From: Peter Constable (petercon@microsoft.com)
Date: Tue Feb 22 2005 - 08:51:36 CST
> From: unicode-bounce@unicode.org [mailto:unicode-bounce@unicode.org]
On
> Behalf Of UList@dfa-mail.com
> SERBIAN T
>
> > This should be handled by language dependent glyph selection.
> > That's a standard feature in OpenType and there's no need to
> > duplicate that facility in the encoding.
>
> As I've already mentioned, switching language identifiers back and
forth
> every
> word in an HTML Russian-Serbian dictionary is hardly an efficient
solution.
If anyone is compiling a dictionary, they should be using some system
that maintains the data in a structured format in which everything
that's Serbian is kept separate from everything that's Russian.
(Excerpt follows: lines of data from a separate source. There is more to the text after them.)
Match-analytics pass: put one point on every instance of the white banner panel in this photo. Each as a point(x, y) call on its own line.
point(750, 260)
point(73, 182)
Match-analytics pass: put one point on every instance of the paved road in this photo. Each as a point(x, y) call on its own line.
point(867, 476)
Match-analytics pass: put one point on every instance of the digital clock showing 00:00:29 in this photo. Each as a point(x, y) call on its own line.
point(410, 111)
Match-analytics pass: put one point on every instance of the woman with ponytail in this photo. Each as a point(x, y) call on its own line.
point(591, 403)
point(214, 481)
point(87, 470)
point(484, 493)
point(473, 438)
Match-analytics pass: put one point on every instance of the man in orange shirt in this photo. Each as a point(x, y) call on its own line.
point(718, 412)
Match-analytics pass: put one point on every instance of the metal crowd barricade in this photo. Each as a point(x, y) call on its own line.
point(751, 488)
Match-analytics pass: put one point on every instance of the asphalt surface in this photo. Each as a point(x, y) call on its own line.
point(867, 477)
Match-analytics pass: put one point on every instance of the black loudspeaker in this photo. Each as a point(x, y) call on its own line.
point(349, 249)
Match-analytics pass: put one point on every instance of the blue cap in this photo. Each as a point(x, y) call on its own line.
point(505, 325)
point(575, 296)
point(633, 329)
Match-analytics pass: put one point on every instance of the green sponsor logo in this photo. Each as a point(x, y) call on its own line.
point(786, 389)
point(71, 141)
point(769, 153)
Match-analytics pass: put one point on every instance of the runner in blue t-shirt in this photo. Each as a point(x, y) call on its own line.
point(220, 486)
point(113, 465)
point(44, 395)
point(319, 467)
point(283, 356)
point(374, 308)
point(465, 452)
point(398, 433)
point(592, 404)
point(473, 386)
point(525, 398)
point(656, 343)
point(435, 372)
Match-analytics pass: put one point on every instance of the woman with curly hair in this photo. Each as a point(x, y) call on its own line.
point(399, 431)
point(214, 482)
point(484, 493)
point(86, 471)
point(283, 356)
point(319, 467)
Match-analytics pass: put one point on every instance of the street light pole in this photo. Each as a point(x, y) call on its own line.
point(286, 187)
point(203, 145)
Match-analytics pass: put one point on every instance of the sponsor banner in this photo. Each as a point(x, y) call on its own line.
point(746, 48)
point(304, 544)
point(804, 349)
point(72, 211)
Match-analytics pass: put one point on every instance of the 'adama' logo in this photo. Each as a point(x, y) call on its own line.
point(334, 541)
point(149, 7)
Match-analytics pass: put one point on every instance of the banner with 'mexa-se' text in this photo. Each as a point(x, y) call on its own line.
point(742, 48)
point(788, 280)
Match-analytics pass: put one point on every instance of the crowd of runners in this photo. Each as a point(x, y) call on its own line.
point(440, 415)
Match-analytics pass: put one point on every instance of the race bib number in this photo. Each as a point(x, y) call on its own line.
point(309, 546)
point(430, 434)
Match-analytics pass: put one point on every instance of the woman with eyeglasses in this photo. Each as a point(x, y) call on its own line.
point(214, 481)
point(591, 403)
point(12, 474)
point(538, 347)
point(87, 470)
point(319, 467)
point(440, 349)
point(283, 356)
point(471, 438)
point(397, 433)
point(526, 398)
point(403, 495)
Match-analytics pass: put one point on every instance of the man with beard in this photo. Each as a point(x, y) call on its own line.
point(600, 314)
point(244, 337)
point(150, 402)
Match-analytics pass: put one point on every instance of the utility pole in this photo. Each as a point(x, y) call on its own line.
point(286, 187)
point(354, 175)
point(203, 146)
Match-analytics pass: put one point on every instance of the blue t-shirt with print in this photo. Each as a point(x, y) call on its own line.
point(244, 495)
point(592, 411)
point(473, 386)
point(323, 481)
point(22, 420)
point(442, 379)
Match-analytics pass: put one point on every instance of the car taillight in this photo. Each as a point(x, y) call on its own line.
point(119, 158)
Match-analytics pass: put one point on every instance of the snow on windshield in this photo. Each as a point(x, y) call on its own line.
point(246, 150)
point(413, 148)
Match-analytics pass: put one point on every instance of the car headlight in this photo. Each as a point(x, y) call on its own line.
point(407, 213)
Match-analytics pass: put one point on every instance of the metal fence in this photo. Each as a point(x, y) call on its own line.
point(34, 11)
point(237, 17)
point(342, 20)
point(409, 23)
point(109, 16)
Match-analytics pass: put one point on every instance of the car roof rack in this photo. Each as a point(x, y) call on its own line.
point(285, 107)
Then,
it's no problem whatsoever to present the data with sufficient info,
including language tags if needed, or perhaps a different typeface, to
display the Serbian different from the Russian.
Frankly, I think having relevant presentation info generated from the
structured data would be far more useful than scattering variation
selectors into the data -- something that would have to be done manually
and therefore prone to error.
> And this is not a job for language identifiers anyway -- at least
> that'sUnicode's opinion (??).
That's not at all Unicode's opinion. Unicode just wouldn't recommend the
use of plane 13 tag characters.
> That is to say, all the other language-
> specific
> Cyrillic letter variants have gotten codepoints. The problem with this
one
> isn't that it's Serbian, but that it's italic.
Rather, it's Serbian italic. It *is* dependent on the language.
> Not quite eligible for a codepoint, not worth switching entire
language
> identifiers over one letter. Perfect candidate to be defined as an
> (optionally
> ignorable) *sub-category* of the main Cyrillic "t".
>
> And *such* a ridiculously simple thing to do, to say, OK, you can add
> Variation Selector 1 -- with no negative impact on anyone.
No negative impact? You want every Serbian user to have to enter
variation selectors when they type a Cyrillic "t" so that it will
display correctly if at some point it is set in italic? Or to remember
to enter the variation selector if they format it in italics?